From the history, our forefathers used numbers to count the livestock to keep them in check. Those numbers were ‘Natural’ since all of them are simply countable. Then the special ‘0’ and the ‘Negative’ numbers were found. Later, ‘Decimal Numbers’ (2.3, 3.15) and numbers like 5⁄3 (‘Rational Numbers’) were also invented. The main difference between aforesaid two different types of decimals is that one ends with a definite value (2.3 Finite Decimal) while the other repeats according to a sequence, which in the above case 1.666… Thereafter an interesting phenomenon came into picture, that of course the ‘Irrational Number’. Numbers like√3 are examples for such ‘Irrational Number’. Eventually intellectuals found another set of numbers which are denoted in symbols as well. A perfect example for that is the most familiar face of π, and represented by the value 3.1415926535…, a ‘Transcendental Number’.

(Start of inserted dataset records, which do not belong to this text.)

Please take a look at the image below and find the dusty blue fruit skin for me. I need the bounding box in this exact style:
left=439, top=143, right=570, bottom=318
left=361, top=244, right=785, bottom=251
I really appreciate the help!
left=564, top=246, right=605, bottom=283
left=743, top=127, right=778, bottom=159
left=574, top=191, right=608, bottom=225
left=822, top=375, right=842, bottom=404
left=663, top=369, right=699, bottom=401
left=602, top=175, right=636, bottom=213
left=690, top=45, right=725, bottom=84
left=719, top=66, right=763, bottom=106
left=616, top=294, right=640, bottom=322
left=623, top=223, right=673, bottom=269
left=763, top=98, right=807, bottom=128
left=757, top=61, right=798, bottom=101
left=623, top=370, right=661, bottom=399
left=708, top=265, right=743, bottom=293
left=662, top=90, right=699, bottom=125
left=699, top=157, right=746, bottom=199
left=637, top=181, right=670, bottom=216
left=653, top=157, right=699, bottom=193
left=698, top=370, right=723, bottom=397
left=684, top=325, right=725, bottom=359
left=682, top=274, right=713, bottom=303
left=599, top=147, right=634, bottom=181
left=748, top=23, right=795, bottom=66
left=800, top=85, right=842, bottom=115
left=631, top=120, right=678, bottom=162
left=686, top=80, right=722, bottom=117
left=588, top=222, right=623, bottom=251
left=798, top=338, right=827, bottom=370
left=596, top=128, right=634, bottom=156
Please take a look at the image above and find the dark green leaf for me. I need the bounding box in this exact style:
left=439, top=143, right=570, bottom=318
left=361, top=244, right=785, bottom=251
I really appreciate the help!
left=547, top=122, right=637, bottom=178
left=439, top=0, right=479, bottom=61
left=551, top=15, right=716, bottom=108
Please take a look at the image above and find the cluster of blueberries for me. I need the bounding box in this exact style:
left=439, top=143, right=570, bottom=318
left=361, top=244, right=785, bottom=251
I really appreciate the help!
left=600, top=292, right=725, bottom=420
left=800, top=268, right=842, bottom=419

All the above mentioned categories of numbers embrace under the name of ‘Real Numbers’. In other words, Real numbers are the numbers which could be depicted in an infinite line or real line where all the numbers are represented by points. Integers are equally spaced. Even the Transcendental Numbers are also pointed exactly by increasing the number of decimals. The last digit of a decimal decides that respect to which tenth of an interval that number belongs to.
Now if we turn the tables and look the insight of ‘Complex Numbers’ which can be easily identified as a combination of ‘Real Numbers’ and ‘Imaginary Numbers’. Complex extends the idea of a one dimensional into two dimensional ‘Complex Plane’ comprising ‘Real Number’ on the horizontal plane and ‘Imaginary Number’ on vertical plane. Here if you don’t have the glimpse of ‘Imaginary Number’, simply imagine√(-1) and what guess what would be the solution? Ultimately the famous Italian mathematician found it and denoted it ‘ὶ’.
So in detailed view, ‘Complex Numbers’ consist of ‘Real Numbers’ as well as the ‘Imaginary Numbers’, whereas ‘Real Numbers’ are all which lies in the infinite line. This gives the idea ‘Complex’ stands out and holds a huge set of numbers than ‘Real’. Eventually all the ‘Real Numbers’ can be derived from ‘Complex Numbers’ by having ‘Imaginary Numbers’ Null.
Example:
1. 5+ 9ὶ: Complex Number
2. 7: Real Number, However 7 can be represented as 7+ 0ὶ as well.